Gen. Lloyd Austin, on the Raytheon Board, is yet another high-level Biden nominee enmeshed in D.C.’s corporatist “revolving door” of legalized influence-peddling.

Then-Commander of US Central Command Gen. Lloyd Austin III conducts a media briefing on Operation Inherent Resolve, the international military effort against (IS) Islamic State group, on October 17, 2014, at the Pentagon (Photo credit should read PAUL J. RICHARDS/AFP via Getty Images)

 

Joe Biden’s pick to be the next Secretary of Defense, according to reports on Monday night, is recently retired Gen. Lloyd J. Austin, III. The choice of Gen. Austin further erodes the once-sacred American norm that military officials will be barred from exercising control over the Pentagon until substantial time has passed after leaving active-duty military service.
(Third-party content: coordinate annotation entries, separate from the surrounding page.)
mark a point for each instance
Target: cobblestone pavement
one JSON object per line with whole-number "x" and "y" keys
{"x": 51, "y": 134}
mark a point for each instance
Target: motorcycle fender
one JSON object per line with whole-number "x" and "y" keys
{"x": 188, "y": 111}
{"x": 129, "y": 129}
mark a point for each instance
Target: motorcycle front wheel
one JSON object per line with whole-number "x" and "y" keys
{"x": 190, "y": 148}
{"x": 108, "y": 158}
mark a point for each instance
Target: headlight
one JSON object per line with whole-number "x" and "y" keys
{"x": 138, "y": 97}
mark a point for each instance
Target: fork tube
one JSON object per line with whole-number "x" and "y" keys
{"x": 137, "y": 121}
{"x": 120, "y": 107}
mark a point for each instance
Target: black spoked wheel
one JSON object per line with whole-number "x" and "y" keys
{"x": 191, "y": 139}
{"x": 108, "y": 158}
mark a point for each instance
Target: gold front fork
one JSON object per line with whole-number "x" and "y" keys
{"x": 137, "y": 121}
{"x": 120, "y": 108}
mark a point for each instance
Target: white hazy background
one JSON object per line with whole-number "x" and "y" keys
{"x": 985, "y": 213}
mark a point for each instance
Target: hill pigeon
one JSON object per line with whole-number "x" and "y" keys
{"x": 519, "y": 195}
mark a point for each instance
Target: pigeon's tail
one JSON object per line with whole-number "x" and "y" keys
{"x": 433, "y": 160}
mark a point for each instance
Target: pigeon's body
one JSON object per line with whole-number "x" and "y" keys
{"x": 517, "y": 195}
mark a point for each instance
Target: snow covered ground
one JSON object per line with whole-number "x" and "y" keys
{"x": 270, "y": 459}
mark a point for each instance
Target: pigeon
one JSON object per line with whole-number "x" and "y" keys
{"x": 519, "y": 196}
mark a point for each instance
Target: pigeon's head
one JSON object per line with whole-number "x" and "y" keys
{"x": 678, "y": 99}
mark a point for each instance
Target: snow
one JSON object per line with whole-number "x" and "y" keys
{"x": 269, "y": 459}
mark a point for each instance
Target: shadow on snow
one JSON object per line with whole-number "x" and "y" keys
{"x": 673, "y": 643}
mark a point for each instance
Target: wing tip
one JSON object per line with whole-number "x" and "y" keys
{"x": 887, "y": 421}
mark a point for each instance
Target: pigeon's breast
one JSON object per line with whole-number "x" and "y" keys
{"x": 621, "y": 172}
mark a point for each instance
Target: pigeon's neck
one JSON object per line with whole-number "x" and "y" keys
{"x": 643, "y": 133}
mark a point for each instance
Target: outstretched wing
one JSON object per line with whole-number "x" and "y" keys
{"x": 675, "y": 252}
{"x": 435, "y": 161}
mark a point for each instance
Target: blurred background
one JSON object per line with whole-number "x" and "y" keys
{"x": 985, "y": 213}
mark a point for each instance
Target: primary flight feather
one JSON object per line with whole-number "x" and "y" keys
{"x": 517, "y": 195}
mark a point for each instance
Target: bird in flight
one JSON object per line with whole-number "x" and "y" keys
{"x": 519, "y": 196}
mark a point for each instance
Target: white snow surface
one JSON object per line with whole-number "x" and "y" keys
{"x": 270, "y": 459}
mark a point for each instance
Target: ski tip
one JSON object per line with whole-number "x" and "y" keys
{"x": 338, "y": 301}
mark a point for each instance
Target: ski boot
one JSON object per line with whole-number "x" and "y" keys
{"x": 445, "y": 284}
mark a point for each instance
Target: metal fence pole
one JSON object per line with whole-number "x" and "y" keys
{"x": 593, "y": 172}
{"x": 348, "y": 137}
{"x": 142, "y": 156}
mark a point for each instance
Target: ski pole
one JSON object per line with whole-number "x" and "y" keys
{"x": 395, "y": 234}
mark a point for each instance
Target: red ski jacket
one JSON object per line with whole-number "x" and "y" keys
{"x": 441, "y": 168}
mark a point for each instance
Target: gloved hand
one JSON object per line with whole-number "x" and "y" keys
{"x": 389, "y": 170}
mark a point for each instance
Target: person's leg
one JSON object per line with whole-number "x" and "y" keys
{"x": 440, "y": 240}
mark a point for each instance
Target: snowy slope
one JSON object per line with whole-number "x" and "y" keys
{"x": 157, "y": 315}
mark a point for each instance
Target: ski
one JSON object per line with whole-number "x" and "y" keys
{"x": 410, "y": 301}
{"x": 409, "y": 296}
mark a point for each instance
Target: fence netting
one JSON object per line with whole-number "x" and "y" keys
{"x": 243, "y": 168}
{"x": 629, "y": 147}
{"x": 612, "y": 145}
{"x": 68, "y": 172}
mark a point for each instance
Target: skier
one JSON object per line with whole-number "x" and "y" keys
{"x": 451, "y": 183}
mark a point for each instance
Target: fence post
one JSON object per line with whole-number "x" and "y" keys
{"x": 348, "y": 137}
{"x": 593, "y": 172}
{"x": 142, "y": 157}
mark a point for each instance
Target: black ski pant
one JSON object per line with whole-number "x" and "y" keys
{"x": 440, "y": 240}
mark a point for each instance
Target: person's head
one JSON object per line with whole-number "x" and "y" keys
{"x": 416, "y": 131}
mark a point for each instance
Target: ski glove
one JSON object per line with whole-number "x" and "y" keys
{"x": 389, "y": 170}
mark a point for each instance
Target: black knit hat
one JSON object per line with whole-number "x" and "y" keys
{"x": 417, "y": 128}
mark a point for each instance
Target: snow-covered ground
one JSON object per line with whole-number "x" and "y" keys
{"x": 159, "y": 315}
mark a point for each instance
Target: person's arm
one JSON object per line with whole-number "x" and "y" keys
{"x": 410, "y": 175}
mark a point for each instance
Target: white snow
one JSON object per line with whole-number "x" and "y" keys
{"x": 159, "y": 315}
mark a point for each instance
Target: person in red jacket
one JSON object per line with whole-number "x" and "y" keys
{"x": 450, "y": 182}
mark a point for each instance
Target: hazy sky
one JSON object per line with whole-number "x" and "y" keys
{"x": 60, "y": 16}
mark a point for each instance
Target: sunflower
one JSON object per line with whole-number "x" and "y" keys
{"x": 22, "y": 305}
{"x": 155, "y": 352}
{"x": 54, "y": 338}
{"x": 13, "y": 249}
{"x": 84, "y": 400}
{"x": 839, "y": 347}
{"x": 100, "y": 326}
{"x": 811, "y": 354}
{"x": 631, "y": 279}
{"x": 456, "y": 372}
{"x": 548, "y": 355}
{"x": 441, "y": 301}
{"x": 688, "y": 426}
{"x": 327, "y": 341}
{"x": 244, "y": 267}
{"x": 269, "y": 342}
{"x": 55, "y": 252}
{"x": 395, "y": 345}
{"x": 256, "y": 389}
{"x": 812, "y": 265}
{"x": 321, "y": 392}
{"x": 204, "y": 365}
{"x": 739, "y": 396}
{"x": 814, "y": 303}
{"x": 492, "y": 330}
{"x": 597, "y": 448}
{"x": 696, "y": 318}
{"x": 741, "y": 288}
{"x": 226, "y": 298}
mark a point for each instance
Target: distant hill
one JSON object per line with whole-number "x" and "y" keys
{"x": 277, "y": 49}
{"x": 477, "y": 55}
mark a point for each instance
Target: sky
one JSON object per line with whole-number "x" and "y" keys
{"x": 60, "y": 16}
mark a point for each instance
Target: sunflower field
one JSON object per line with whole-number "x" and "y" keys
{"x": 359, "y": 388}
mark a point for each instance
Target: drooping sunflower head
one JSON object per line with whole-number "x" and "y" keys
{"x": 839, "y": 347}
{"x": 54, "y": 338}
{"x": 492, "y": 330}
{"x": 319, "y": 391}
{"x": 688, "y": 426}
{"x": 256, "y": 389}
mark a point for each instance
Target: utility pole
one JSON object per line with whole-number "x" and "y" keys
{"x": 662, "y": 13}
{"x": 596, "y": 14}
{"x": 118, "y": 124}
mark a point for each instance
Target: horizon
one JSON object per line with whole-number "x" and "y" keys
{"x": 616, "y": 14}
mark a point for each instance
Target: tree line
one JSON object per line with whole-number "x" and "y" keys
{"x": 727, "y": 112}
Before Gen. Austin can be confirmed, Biden will need a special waiver from Congress under the National Security Act of 1947. That law, a cornerstone of the post-World War II national security state, provides that “a person who has within ten years been on active duty as a commissioned officer in a Regular component of the armed services shall not be eligible for appointment as Secretary of Defense.” Enactment of the law after the war, explained the Congressional Research Service, was imperative to “preserve the principle of civilian control of the military at a time when the United States was departing from its century-and-a-half long tradition of a small standing military.” A 2008 law reduced that waiting period to seven years, but Gen. Austin, who retired from the U.S. Army only four years ago, in 2016, still falls well within its prohibition.

Biden’s choice of Gen. Austin was somewhat surprising in light of the widespread expectation that he would instead tap long-time Pentagon operative Michèle Flournoy, who would have made history as the first woman to run the Defense Department after serving as Obama’s Undersecretary of Defense for Policy, the Pentagon’s highest-ranking woman in history.